Papa Francesco: all’Angelus, “un’ingiustizia sociale non avere il tempo da condividere con i figli”

(Foto Vatican Media/SIR)

“Quando ad esempio l’entusiasmo nel portare avanti la missione, o il lavoro, così come il ruolo e i compiti che ci sono affidati ci rendono vittime dell’attivismo, è una cosa brutta: troppo preoccupati delle cose da fare, troppo preoccupati dei risultati. E allora succede che ci agitiamo e perdiamo di vista l’essenziale, rischiando di esaurire le nostre energie e di cadere nella stanchezza del corpo e dello spirito”. Lo ha detto Papa Francesco, ieri, affacciandosi alla finestra dello studio nel Palazzo Apostolico Vaticano per recitare l’Angelus con i circa 12 mila fedeli e pellegrini riuniti in Piazza San Pietro. “È un monito importante per la nostra vita, per la nostra società spesso prigioniera della fretta, ma anche per la Chiesa e per il servizio pastorale – ha aggiunto -: fratelli e sorelle, stiamo attenti alla dittatura del fare!”.
Il Papa ha ricordato che “questo può succedere per necessità anche nelle famiglie, quando per esempio il papà per guadagnare il pane è costretto ad assentarsi per lavoro, dovendo così sacrificare il tempo da dedicare alla famiglia”. “Spesso escono al mattino presto, quando i bambini stanno ancora dormendo, e tornano tardi la sera, quando sono già a letto. E questa è un’ingiustizia sociale. Nelle famiglie, papà e mamma dovrebbero avere il tempo per condividere con i figli, per far crescere questo amore famigliare e non cadere nella dittatura del fare. Pensiamo a cosa possiamo fare per aiutare le persone che sono costrette a vivere così”.

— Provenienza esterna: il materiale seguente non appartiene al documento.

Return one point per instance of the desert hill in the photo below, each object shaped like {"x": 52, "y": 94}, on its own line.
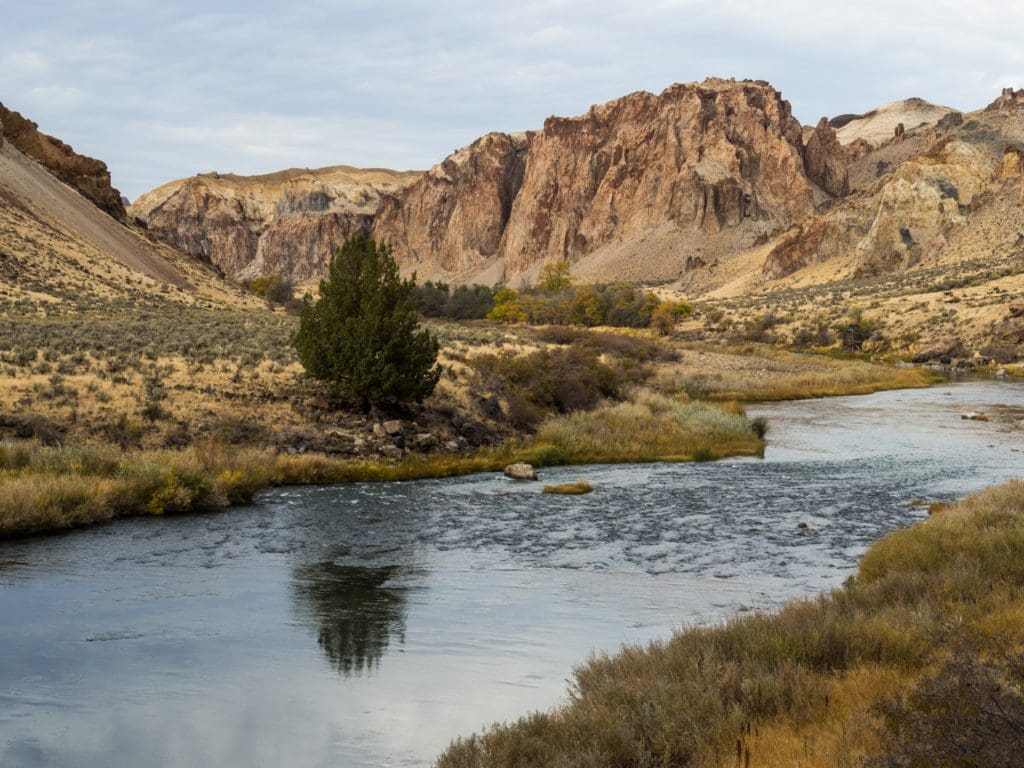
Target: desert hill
{"x": 711, "y": 189}
{"x": 278, "y": 223}
{"x": 62, "y": 238}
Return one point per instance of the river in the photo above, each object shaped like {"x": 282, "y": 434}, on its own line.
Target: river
{"x": 369, "y": 625}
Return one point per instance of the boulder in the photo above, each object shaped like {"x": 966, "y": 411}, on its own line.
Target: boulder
{"x": 520, "y": 471}
{"x": 974, "y": 416}
{"x": 424, "y": 441}
{"x": 941, "y": 350}
{"x": 391, "y": 452}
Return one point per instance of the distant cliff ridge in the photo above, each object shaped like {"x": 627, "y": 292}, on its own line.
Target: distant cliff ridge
{"x": 87, "y": 175}
{"x": 701, "y": 184}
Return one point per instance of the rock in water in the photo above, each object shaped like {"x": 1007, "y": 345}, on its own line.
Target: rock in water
{"x": 520, "y": 471}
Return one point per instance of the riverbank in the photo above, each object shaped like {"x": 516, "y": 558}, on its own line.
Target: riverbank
{"x": 935, "y": 610}
{"x": 52, "y": 488}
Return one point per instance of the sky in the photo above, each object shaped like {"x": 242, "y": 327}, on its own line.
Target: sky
{"x": 162, "y": 90}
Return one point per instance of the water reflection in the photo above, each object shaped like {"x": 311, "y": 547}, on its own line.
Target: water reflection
{"x": 353, "y": 610}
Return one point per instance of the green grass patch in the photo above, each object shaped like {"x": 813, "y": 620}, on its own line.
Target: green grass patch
{"x": 50, "y": 488}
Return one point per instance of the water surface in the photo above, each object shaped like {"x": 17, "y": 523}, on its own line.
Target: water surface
{"x": 368, "y": 625}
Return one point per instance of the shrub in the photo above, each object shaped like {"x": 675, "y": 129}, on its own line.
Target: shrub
{"x": 547, "y": 381}
{"x": 274, "y": 288}
{"x": 465, "y": 302}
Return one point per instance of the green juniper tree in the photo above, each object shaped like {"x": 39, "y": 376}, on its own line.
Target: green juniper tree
{"x": 361, "y": 336}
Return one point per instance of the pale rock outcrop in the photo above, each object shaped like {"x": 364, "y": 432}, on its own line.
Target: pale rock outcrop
{"x": 453, "y": 218}
{"x": 924, "y": 199}
{"x": 685, "y": 165}
{"x": 826, "y": 161}
{"x": 285, "y": 223}
{"x": 1009, "y": 100}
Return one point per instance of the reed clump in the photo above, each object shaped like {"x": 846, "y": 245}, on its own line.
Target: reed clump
{"x": 652, "y": 427}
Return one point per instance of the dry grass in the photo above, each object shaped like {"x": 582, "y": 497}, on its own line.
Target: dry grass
{"x": 761, "y": 373}
{"x": 798, "y": 687}
{"x": 651, "y": 427}
{"x": 48, "y": 488}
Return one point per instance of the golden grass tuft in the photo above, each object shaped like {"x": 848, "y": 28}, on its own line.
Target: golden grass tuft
{"x": 652, "y": 427}
{"x": 760, "y": 374}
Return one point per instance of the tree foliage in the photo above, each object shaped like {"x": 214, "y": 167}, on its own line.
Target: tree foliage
{"x": 360, "y": 336}
{"x": 461, "y": 302}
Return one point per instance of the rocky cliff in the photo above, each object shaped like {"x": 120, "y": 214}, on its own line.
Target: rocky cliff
{"x": 87, "y": 175}
{"x": 925, "y": 197}
{"x": 612, "y": 186}
{"x": 282, "y": 223}
{"x": 643, "y": 186}
{"x": 702, "y": 184}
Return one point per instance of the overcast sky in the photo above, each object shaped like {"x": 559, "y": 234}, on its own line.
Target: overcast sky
{"x": 161, "y": 90}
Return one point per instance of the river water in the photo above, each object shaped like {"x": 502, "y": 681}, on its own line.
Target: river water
{"x": 369, "y": 625}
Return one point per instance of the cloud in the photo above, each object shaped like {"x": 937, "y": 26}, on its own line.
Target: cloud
{"x": 404, "y": 83}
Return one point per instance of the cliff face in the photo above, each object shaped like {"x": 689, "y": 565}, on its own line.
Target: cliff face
{"x": 649, "y": 184}
{"x": 698, "y": 159}
{"x": 87, "y": 175}
{"x": 453, "y": 219}
{"x": 284, "y": 223}
{"x": 949, "y": 192}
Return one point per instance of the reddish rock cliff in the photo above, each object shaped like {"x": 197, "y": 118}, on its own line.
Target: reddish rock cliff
{"x": 697, "y": 159}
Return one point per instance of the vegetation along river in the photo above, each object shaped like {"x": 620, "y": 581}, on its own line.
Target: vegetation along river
{"x": 368, "y": 625}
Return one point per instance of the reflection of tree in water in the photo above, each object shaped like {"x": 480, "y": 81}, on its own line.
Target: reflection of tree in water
{"x": 354, "y": 610}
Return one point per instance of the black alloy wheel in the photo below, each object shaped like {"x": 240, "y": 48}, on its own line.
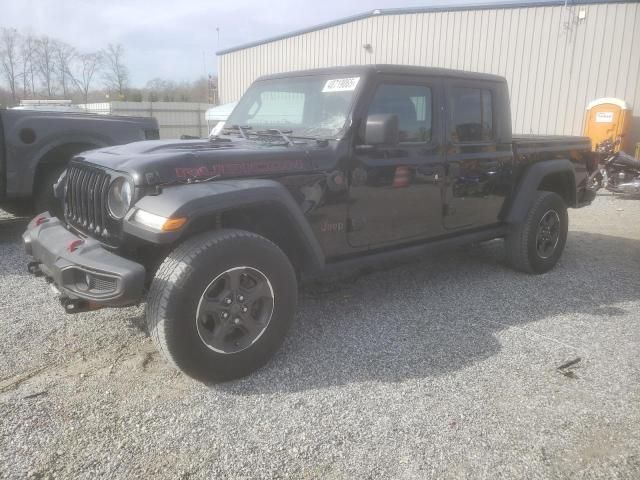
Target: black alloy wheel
{"x": 235, "y": 309}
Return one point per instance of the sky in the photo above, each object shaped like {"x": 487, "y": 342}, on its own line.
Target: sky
{"x": 177, "y": 39}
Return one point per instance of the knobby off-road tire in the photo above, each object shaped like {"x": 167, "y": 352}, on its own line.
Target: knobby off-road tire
{"x": 201, "y": 272}
{"x": 536, "y": 244}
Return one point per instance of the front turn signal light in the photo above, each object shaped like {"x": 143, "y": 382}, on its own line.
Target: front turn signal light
{"x": 173, "y": 224}
{"x": 158, "y": 222}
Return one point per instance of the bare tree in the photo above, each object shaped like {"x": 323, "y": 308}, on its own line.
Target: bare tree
{"x": 9, "y": 44}
{"x": 45, "y": 61}
{"x": 88, "y": 66}
{"x": 116, "y": 74}
{"x": 27, "y": 57}
{"x": 64, "y": 55}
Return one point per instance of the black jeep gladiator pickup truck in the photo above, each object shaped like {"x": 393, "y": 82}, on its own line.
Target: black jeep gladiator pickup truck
{"x": 314, "y": 171}
{"x": 35, "y": 147}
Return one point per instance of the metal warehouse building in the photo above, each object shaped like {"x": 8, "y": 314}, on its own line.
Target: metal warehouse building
{"x": 557, "y": 56}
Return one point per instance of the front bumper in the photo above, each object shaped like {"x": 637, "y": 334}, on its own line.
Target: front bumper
{"x": 81, "y": 268}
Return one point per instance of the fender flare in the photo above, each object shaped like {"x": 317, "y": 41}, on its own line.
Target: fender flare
{"x": 529, "y": 182}
{"x": 196, "y": 201}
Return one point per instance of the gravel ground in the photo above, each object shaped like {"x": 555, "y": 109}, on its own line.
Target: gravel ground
{"x": 446, "y": 368}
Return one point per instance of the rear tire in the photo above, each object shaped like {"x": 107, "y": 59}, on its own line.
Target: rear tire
{"x": 536, "y": 244}
{"x": 189, "y": 337}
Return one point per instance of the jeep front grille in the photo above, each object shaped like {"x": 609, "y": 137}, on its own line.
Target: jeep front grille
{"x": 85, "y": 206}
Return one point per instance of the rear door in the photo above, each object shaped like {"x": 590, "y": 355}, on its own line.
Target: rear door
{"x": 395, "y": 190}
{"x": 478, "y": 161}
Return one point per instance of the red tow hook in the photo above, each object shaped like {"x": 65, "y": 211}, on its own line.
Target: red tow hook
{"x": 74, "y": 245}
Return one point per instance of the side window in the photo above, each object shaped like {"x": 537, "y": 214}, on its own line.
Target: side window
{"x": 412, "y": 105}
{"x": 472, "y": 114}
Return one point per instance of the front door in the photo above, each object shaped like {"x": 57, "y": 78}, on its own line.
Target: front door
{"x": 395, "y": 190}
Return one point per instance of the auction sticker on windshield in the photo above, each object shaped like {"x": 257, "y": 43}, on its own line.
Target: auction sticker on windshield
{"x": 341, "y": 85}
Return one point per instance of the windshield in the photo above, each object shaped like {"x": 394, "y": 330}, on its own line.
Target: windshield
{"x": 314, "y": 106}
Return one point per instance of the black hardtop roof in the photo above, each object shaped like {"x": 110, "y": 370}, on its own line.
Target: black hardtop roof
{"x": 390, "y": 69}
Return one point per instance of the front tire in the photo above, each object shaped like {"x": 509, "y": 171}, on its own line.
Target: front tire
{"x": 536, "y": 244}
{"x": 221, "y": 303}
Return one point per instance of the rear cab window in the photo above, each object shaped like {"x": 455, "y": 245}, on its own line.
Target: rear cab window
{"x": 413, "y": 106}
{"x": 471, "y": 115}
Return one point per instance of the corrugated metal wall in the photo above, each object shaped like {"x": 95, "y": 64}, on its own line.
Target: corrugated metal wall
{"x": 554, "y": 61}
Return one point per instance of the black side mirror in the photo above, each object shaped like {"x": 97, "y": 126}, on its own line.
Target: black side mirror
{"x": 381, "y": 129}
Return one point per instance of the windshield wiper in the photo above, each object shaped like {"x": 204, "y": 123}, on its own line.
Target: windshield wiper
{"x": 241, "y": 129}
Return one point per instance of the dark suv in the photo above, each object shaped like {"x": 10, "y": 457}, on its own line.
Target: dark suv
{"x": 315, "y": 171}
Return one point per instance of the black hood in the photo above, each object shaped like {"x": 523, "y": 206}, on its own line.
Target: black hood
{"x": 164, "y": 161}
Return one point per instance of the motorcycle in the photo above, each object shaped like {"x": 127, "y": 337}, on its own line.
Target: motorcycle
{"x": 619, "y": 172}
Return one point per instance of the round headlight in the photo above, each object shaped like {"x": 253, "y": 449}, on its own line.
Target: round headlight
{"x": 119, "y": 199}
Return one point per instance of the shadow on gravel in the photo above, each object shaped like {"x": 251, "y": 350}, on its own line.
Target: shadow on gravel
{"x": 441, "y": 314}
{"x": 431, "y": 317}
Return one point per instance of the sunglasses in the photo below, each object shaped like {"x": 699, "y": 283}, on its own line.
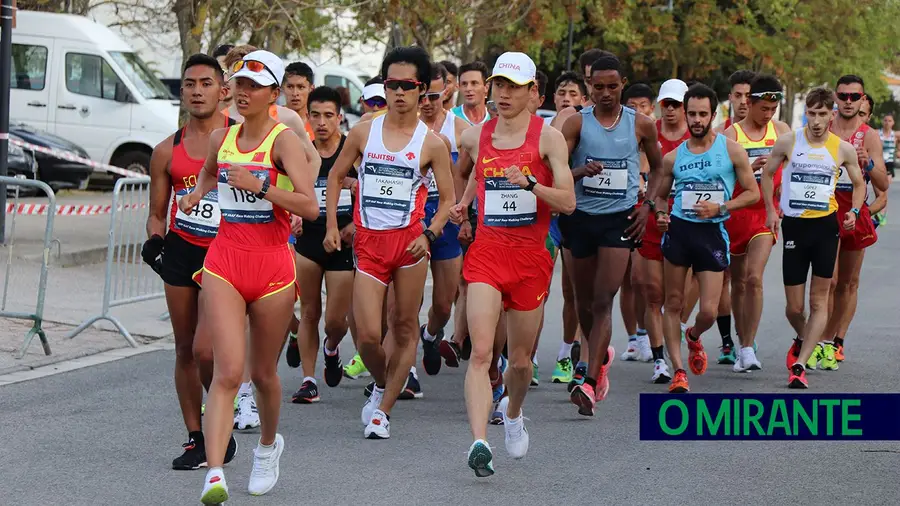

Nelle parole del Papa un altro messaggio: “Il riposo proposto da Gesù non è una fuga dal mondo, un ritirarsi nel benessere personale; al contrario, di fronte alla gente smarrita Egli prova compassione. E allora dal Vangelo impariamo che queste due realtà – riposo e compassione – sono legate: solo se impariamo a riposare possiamo avere compassione”. “Infatti, è possibile avere uno sguardo compassionevole, che sa cogliere i bisogni dell’altro, soltanto se il nostro cuore non è consumato dall’ansia del fare, se sappiamo fermarci e, nel silenzio dell’adorazione, ricevere la Grazia di Dio”.